Mayor briefly promoted to president during civics lesson
BY Stefano Esposito Staff Reporteremail@example.com May 9, 2013 3:50PM
Mayor Rahm Emanuel, teaching Civics to students at Frederick Funston Elementary School, Thursday, May 9, 2013. | John H. White~Sun-Times
Updated: June 11, 2013 6:28AM
Nerves got the better of 12-year-old Sahian Sotelo Thursday morning, when she addressed the man sitting on a stool in her classroom as “Mr. President.”
“Mayor,” the city’s top executive said, quickly correcting Sotelo.
Mayor Rahm Emanuel left before sixth-graders in Logan Square’s Funston Elementary School got to ask about a possible presidential run. But Emanuel offered some interesting insights into life in the White House, the mayor’s office, his reading habits and what he keeps on his desk — among other things.
Since becoming mayor, Emanuel has done half a dozen question-and-answer “civic lessons” at different schools across the city.
He told students he went to work as chief of staff for President Barack Obama because, “I grew up in a home where, if the President of the United States says I want you to do something, you kind of have two answers: ‘Yes’ and ‘Yes, sir.’”
Emanuel said being chief of staff is akin to “drinking from a fire hydrant.”
“It comes at you all the time,” he said.
He described the difference between Obama’s immaculate, clutter-free desk in the Oval Office and former President Bill Clinton’s “creative chaos” arrangement. Emanuel worked in the Clinton White House for six years in the 1990s, rising to senior adviser for policy and strategy.
Emanuel grinned broadly when Elias Lagunas asked him what he keeps on his desk. The mayor said no one has ever asked him that question.

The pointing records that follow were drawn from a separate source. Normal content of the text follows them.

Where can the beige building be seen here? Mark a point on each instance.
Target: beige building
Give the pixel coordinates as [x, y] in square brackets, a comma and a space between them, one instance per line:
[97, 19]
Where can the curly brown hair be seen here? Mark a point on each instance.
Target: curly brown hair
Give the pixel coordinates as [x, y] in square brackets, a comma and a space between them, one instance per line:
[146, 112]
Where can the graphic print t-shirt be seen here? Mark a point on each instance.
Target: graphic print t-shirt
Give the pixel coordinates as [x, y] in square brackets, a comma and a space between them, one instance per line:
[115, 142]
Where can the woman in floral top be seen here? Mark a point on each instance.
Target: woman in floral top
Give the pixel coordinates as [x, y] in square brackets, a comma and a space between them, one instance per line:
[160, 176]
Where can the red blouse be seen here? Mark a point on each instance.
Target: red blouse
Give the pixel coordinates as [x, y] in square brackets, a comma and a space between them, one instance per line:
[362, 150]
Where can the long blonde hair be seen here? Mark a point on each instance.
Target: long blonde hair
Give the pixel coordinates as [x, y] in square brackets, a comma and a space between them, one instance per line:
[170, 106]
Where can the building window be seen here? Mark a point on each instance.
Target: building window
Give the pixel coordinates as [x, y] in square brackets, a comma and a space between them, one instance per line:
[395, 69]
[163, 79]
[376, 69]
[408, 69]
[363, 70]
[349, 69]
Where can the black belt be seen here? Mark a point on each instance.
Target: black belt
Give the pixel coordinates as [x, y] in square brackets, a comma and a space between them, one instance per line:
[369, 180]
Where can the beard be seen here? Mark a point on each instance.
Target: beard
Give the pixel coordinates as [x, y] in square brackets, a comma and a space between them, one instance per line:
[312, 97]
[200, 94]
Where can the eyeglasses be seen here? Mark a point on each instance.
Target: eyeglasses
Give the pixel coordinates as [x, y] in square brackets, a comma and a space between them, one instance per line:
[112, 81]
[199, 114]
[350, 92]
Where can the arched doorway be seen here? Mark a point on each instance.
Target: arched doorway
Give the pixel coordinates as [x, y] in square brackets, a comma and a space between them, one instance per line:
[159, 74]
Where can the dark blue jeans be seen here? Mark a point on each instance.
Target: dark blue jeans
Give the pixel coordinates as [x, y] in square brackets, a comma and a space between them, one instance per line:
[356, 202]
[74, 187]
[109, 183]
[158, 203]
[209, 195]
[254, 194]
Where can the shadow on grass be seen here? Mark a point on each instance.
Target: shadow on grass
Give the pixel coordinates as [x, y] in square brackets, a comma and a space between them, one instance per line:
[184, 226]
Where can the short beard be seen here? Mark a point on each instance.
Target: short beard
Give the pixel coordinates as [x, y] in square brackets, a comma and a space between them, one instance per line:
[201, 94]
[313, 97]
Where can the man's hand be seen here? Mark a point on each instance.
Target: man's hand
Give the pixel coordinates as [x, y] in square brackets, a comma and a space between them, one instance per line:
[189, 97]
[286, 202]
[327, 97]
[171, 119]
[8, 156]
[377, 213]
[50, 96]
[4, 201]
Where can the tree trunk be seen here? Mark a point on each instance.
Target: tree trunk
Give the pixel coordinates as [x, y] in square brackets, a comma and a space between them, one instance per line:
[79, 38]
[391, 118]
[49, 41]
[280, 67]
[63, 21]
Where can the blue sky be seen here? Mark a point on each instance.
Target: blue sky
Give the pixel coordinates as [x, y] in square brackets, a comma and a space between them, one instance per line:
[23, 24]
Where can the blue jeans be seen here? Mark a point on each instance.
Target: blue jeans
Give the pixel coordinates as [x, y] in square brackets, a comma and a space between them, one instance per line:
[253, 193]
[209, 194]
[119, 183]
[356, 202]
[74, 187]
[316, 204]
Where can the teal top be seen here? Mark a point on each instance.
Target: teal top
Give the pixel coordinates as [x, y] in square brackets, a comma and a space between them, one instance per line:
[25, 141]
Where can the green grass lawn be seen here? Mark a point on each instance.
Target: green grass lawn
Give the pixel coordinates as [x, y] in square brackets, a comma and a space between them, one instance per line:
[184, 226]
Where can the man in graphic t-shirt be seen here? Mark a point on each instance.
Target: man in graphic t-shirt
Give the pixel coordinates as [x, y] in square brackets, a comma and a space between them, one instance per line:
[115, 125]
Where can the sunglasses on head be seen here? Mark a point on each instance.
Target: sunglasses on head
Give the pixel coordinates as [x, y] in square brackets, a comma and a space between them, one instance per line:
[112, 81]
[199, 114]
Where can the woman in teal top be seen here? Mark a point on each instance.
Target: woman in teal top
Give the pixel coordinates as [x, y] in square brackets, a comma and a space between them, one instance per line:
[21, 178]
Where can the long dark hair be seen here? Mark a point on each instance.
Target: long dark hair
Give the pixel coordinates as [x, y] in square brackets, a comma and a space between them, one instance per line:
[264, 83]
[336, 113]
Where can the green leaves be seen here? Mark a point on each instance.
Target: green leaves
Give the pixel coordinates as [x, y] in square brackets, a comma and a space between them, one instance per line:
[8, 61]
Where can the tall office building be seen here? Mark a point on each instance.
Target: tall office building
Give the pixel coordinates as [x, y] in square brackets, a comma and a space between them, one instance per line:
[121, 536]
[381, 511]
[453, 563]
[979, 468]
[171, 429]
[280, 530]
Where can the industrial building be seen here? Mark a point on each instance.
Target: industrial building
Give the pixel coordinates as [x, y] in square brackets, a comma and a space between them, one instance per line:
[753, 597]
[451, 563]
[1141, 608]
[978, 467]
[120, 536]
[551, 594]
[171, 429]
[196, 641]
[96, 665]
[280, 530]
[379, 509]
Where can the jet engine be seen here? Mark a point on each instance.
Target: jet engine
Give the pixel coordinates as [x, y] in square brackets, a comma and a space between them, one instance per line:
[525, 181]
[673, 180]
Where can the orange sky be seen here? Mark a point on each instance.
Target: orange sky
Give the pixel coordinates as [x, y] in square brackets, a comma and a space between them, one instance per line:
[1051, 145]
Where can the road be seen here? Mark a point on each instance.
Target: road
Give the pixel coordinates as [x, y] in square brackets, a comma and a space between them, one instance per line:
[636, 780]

“So you get an A,” the mayor told Lagunas. For the record, Emanuel’s desk items include: three folders, a notebook that Obama gave him and photographs of his family. And beneath the glass, a note from each of his three children, “to remind me there is more to life.”
Emanuel said he loves to read and is currently making his way through the conclusion of Rick Atkinson’s World War II Liberation Trilogy, “The Guns at Last Light.”
On the whole, the mayor impressed thestudents, including Sotelo, who hasn’t ruled out running for mayor one day.
“It would probably be fun to help other people who don’t have anything and then help them have a good life,” she said.